Recently the world celebrated that more than 15 million people have, finally, access to antiretroviral treatment. In addition, new goals have been set for ending the hiv epidemic by the year 2030. However, UNAIDS reminded countries that it is important that new trade agreements, to provide medicines to its citizens, are clear and do not hamper access to antiretrovirals, since otherwise it would be a step back in this struggle.
“During the negotiation of new trade agreements, the flexibility mechanisms established in the TRIPS Agreement and the Doha Declaration must be respected to protect public health and to provide access to medicines for all”, said Executive Director of ONUSIDA Michel Sidibé.
The world is at a crucial stage against hiv. It is time to decide and to realize if we can put an end to the epidemic as a threat to public health by 2030. Governments should avoid everything that might cause an obstacle to this.

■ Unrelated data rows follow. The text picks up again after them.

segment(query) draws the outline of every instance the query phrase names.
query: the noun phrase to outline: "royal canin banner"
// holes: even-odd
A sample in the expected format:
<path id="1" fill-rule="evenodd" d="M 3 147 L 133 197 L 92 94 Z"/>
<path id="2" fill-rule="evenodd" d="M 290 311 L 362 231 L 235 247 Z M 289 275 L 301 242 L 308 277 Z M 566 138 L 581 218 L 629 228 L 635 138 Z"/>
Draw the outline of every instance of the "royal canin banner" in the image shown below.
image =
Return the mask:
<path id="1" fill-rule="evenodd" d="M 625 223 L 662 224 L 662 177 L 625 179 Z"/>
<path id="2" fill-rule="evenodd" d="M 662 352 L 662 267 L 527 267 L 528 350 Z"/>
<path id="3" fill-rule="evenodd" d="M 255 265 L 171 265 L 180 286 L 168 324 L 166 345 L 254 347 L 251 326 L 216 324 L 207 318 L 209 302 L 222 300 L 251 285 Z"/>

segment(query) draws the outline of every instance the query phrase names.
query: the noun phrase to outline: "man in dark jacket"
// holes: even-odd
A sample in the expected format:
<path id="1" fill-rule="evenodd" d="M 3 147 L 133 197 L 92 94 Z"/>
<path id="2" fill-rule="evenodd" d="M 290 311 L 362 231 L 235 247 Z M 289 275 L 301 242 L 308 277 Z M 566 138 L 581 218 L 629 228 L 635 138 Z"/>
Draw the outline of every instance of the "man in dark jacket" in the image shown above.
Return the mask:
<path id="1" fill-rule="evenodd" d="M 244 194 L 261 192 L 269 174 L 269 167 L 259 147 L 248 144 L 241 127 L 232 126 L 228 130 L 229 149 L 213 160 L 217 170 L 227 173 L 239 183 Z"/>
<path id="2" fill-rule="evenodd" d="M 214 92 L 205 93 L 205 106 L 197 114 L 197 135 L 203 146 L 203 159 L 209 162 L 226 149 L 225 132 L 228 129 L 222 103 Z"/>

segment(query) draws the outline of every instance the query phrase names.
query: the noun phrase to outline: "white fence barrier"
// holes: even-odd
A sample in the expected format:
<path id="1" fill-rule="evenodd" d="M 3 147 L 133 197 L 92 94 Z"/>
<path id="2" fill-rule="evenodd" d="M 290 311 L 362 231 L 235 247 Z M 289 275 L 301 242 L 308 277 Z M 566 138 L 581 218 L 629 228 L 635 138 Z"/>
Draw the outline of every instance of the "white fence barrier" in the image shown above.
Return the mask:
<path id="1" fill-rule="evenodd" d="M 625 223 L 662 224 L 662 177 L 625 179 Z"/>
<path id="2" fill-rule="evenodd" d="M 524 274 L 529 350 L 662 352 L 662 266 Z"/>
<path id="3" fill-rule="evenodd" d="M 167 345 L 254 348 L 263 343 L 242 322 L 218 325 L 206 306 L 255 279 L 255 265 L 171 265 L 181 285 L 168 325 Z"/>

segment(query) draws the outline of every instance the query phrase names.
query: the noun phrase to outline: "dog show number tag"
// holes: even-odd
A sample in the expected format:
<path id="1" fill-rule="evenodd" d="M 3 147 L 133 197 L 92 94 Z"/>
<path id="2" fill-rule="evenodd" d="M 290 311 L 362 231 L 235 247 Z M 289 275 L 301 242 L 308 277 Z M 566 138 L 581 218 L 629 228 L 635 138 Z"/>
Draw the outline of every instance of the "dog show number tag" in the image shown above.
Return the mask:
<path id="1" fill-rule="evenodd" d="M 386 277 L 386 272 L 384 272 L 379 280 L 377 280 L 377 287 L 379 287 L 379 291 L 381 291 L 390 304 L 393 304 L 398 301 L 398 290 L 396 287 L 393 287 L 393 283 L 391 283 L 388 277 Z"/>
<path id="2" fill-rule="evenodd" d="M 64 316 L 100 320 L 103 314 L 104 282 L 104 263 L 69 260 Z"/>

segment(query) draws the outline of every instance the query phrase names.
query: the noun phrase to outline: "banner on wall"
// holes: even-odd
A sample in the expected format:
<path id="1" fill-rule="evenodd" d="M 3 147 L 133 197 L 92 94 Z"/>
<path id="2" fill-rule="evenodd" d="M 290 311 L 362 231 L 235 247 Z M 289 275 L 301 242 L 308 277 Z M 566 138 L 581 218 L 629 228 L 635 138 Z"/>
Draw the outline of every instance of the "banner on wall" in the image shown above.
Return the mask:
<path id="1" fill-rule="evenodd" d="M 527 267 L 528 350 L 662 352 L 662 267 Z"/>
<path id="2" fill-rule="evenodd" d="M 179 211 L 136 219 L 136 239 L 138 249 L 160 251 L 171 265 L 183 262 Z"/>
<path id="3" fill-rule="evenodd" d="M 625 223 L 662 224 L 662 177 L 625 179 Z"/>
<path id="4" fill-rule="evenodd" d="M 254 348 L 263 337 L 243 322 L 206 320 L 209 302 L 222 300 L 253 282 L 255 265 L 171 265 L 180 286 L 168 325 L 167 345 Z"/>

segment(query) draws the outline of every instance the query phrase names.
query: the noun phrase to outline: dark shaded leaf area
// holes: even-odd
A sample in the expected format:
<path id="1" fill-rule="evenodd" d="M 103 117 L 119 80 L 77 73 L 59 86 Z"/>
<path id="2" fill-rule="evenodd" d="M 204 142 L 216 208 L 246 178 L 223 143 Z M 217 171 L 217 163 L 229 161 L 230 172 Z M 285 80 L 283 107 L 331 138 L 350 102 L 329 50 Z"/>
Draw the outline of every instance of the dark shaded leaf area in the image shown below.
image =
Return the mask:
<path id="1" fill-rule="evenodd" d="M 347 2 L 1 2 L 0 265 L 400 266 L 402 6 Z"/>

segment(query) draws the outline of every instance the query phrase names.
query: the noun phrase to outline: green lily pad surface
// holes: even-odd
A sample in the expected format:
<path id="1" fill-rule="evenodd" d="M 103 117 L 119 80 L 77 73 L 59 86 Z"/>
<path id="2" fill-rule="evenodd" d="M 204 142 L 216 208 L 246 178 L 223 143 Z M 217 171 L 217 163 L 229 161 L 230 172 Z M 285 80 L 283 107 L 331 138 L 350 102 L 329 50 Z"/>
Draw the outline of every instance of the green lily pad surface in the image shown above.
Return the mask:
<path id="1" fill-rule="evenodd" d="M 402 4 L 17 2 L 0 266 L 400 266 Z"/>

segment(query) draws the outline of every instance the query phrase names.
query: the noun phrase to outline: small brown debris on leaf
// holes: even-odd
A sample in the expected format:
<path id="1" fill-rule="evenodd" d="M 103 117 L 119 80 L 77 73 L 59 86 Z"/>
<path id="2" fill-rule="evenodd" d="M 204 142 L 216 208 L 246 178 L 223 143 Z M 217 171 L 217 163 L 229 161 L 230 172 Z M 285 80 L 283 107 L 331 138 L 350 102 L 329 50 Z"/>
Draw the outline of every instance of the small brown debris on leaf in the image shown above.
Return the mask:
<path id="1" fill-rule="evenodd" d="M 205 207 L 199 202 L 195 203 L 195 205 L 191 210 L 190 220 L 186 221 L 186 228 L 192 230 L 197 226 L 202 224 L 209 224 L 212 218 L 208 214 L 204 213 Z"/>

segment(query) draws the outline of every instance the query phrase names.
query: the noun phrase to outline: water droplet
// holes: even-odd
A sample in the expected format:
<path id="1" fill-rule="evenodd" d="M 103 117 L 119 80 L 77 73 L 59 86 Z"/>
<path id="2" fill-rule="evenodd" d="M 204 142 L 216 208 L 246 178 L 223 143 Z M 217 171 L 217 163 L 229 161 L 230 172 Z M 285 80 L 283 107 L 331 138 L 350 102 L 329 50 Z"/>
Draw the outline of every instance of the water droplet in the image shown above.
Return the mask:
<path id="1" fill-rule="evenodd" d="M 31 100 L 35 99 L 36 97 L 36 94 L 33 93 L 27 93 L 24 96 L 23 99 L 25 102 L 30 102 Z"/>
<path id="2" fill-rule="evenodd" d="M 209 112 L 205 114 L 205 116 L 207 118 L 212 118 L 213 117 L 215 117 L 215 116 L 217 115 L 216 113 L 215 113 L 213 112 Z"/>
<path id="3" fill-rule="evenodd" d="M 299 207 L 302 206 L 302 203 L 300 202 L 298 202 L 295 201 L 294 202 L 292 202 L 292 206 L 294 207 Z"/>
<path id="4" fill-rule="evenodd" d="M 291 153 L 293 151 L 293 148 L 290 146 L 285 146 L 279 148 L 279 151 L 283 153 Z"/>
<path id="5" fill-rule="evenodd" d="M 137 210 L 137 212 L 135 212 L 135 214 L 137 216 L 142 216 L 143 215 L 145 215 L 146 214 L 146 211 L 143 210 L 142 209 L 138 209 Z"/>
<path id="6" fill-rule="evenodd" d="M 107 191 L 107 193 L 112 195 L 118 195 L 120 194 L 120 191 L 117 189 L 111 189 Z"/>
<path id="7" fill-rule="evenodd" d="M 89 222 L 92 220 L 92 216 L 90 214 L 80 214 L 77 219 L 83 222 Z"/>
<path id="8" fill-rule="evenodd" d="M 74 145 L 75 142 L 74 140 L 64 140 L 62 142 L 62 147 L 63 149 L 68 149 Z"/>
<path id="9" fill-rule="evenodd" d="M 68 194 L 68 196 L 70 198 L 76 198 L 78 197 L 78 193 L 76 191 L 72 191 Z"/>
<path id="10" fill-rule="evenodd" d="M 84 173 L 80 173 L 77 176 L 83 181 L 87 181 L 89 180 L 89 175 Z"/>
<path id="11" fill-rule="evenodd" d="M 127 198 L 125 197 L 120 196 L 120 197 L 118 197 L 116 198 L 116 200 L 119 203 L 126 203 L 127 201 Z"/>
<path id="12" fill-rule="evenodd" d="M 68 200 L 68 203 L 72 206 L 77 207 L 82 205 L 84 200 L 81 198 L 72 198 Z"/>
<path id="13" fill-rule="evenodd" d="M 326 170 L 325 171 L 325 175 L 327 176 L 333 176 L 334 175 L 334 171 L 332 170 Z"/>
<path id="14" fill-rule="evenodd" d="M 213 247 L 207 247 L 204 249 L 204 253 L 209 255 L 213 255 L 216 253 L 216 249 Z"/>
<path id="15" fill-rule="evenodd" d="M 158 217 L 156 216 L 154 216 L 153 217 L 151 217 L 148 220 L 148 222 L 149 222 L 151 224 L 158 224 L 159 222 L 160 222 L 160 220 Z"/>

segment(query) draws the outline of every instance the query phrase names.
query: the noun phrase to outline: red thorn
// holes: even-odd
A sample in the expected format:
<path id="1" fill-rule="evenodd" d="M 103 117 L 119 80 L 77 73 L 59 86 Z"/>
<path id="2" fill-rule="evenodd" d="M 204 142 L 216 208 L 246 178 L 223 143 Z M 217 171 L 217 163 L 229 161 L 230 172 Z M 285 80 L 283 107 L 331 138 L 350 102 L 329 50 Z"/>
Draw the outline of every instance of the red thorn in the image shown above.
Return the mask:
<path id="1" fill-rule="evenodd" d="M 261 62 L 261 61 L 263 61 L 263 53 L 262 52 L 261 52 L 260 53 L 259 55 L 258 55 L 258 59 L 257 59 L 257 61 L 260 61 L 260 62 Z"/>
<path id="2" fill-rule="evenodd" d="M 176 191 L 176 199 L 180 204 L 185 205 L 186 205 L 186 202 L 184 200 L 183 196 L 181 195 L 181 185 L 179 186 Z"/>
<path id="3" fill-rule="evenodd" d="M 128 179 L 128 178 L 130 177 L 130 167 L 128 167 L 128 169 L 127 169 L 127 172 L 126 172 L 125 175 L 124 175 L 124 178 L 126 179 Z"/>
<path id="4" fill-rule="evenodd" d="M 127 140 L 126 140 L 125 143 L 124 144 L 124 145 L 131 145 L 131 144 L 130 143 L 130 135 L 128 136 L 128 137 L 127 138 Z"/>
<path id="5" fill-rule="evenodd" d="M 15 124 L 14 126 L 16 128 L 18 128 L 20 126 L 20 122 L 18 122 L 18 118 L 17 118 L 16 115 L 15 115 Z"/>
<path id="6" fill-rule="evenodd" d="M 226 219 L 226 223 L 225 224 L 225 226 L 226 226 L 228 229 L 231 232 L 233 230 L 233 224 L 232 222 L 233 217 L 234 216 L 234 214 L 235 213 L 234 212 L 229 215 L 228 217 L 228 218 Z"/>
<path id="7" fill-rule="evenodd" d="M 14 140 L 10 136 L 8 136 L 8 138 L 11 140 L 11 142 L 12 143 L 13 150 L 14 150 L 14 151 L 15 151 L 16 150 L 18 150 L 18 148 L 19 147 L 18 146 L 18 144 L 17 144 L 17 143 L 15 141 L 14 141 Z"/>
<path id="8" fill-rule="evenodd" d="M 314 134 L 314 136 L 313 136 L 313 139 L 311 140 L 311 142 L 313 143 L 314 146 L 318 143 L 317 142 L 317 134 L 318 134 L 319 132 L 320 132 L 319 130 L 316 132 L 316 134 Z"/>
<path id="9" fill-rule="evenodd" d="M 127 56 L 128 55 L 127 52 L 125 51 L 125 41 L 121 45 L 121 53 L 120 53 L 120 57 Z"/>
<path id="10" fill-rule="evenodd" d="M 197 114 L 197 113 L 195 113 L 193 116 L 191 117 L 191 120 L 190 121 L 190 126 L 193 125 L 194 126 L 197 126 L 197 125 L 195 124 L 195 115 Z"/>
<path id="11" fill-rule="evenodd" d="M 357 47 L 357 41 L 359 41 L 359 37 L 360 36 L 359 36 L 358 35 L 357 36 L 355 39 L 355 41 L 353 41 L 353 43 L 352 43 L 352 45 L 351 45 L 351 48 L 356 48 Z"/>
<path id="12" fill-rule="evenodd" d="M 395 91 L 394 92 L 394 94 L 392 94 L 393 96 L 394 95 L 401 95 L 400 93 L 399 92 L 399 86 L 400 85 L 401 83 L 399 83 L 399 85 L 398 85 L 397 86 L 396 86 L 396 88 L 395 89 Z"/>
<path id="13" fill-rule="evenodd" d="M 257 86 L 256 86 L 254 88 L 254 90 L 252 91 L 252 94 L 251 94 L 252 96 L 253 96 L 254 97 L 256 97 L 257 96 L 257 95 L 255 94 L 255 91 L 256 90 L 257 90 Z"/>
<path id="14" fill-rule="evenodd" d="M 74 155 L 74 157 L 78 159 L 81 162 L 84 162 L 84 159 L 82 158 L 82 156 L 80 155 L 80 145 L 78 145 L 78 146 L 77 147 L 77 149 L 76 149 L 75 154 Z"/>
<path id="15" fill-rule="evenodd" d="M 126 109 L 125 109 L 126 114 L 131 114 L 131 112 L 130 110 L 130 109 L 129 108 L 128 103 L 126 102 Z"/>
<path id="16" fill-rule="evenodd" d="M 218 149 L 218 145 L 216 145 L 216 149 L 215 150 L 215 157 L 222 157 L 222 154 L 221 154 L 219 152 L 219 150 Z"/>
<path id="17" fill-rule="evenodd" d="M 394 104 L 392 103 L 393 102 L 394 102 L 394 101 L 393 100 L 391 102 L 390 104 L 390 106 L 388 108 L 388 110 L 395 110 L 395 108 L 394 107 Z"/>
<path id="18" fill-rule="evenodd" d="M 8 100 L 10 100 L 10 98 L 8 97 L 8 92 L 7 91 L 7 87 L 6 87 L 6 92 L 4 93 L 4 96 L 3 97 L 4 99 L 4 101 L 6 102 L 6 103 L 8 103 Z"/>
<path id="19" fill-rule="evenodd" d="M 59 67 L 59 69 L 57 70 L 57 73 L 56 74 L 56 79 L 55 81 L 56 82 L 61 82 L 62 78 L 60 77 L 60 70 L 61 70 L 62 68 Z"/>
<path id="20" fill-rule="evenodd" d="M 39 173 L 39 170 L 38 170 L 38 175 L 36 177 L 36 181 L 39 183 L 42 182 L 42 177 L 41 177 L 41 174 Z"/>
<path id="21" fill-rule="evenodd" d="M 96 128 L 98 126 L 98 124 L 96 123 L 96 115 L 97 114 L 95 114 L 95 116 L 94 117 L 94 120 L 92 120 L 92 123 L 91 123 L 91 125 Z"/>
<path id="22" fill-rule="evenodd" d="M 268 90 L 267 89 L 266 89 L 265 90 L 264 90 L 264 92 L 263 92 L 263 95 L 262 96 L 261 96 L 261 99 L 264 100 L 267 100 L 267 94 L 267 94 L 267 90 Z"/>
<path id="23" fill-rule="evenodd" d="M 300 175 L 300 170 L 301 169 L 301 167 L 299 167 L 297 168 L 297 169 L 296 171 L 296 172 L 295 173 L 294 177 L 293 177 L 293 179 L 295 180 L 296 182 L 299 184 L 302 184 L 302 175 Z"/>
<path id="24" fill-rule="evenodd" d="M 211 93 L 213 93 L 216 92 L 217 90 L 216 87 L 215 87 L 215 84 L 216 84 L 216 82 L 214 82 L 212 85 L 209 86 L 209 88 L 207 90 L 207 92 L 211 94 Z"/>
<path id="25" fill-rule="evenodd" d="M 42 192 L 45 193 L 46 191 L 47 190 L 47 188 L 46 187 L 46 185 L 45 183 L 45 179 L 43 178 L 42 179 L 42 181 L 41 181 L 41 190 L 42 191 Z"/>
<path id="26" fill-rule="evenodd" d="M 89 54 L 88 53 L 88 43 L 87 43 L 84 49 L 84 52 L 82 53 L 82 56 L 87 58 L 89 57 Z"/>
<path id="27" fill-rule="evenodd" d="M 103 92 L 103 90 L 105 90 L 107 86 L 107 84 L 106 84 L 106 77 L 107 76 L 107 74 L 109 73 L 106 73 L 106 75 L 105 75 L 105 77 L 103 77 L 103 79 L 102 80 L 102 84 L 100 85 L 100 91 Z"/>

Currently, several trade agreements are under negotiation. It is feared that these agreements might include the so-called “TRIPS plus” measures, as well as the extension of patentability criteria and duration of patents.
Another reality is the competition from generic drugs in the pharmaceutical industry, as well as the use of flexibility mechanisms in terms of intellectual property, a situation that has contributed to that prices of medicines are much more affordable and have facilitated an unprecedented upsurge of hiv treatment programs.
According to statements by the Executive Director of UNAIDS “(…) It is essential to diagnose millions of people with hiv within the next few years, and provide them with access to treatment. Health is not a negotiable commodity, it is a universal right,” he said.
Hiv treatment should be accessible and offer greater access. In addition, it must be sustainable in economic terms if the global response to AIDS wants to achieve the attainment of the 90-90-90 objectives for 2030; by seeking that 90% of people with hiv are aware of their hiv status, that the 90% who knows it has access to treatment, and that 90% who has it, achieves an effective viral suppression.